EG:  We haven’t learned from our martial law experience because our schools, our religious and business leaders have not been able to share the lessons of martial law with our young in a critical, consistent and intelligent manner. Besides, we have political leaders who have refused to take a courageous stand on the issue dealing with the Marcoses—so that they would rather form alliances and benefit from the largesse of the Marcoses rather than ensure that the Marcos legacy does not further corrupt our socio-political life. (Example, the [burial of the late dictator at the] Libingan ng Mga Bayani, and attempt by the Marcoses to revise history as well as Duterte’s support for Bongbong and Imee in his public speeches.)

Moreover, our judiciary has lacked the independence and the integrity to convict those who have abused public trust and stashed away billions in the past.

Finally, there is the question of leadership and the inability of political parties to offer authentic alternatives to our people so that the allure of personalities with promises and the seduction of demagogues become irresistible.

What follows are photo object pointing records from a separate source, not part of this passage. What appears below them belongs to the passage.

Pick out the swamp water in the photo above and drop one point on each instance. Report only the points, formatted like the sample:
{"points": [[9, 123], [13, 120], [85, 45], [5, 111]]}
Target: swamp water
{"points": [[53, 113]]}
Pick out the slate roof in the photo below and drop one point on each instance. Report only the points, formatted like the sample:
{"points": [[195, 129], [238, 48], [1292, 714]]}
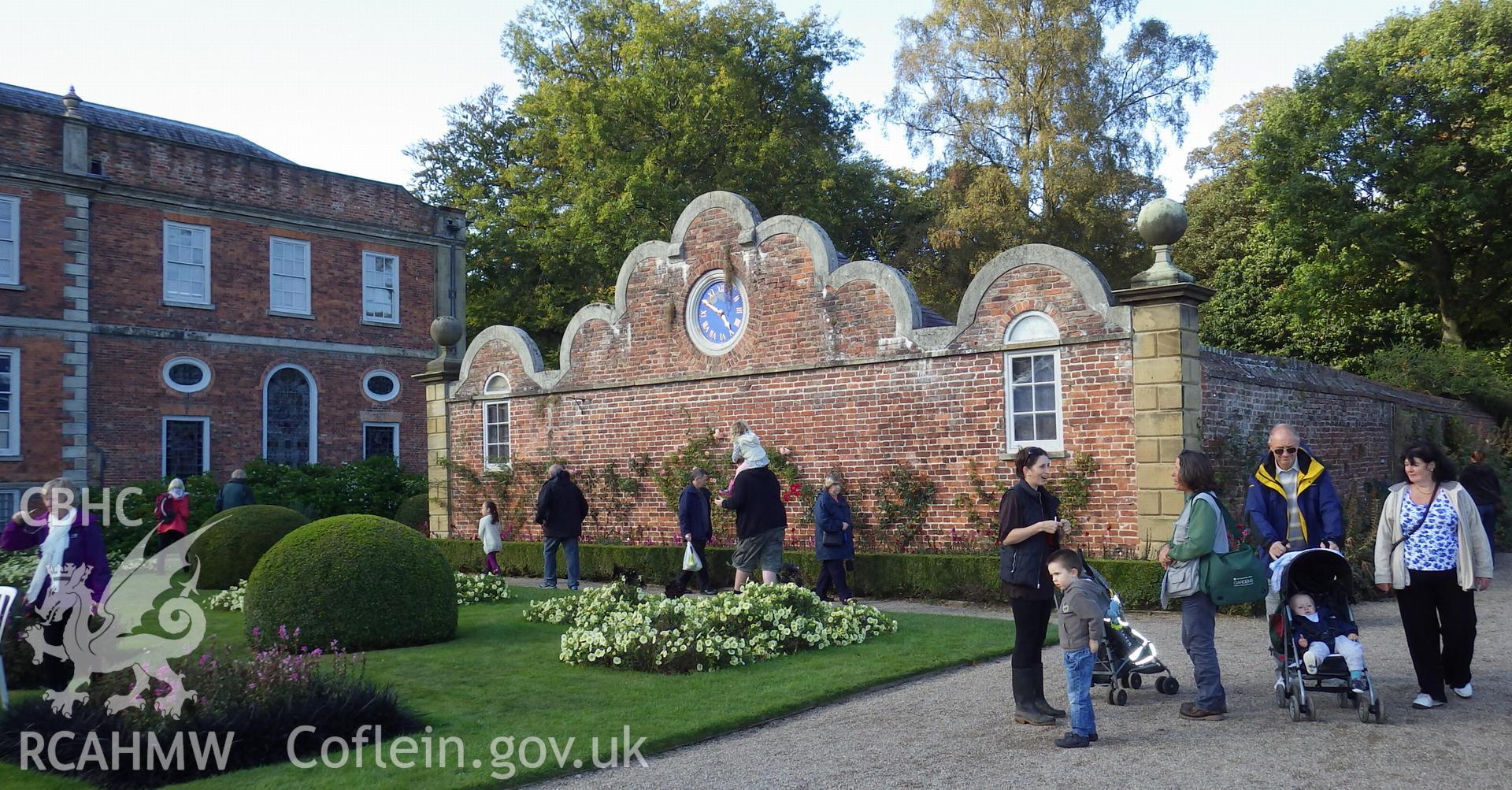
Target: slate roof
{"points": [[120, 120]]}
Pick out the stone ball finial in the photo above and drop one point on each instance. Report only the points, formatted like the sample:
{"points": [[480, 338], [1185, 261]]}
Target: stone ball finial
{"points": [[447, 330], [1162, 221]]}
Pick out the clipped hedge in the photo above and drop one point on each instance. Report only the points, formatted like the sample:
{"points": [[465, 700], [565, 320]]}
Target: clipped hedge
{"points": [[415, 512], [365, 581], [950, 577], [236, 539]]}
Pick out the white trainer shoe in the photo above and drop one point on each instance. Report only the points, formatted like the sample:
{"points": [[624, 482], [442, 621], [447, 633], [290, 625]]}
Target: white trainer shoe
{"points": [[1425, 701]]}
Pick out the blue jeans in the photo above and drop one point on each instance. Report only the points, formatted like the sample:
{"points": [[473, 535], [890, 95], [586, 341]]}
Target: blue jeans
{"points": [[1488, 518], [1198, 622], [570, 550], [1078, 691]]}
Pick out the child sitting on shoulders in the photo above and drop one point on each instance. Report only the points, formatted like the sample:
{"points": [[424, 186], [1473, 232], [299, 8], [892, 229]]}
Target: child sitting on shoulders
{"points": [[1321, 633]]}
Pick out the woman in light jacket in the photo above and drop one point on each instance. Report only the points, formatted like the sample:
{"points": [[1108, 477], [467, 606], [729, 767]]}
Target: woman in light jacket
{"points": [[1443, 558]]}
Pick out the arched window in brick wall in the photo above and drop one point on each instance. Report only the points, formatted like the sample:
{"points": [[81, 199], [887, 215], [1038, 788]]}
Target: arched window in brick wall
{"points": [[496, 424], [1032, 384], [291, 407]]}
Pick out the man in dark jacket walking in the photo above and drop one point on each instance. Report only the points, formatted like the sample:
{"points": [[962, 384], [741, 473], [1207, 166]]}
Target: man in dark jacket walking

INQ: Are there any plans to file suit in the Supreme Court to declare that the ATA is in fact unconstitutional? How likely is it that the current SC will strike this down?

EG:  The Framers (7 of us among the dozen or so surviving) have made a strong statement condemning the ATA and many other alliances have taken a stand, and we have encouraged two of the lawyers among our ranks (Chris Monsod and Fely Aquino-Arroyo) to file a petition before the SC—which they did yesterday together with [the] Ateneo Human Rights Center; as FEU and LaSalle lawyers have done before, some have said that this is now UAAP vs. the Executive Secretary.  However, with the SC stacked with Duterte appointees I doubt very much whether the petitions will prosper but it is important to air the arguments in public.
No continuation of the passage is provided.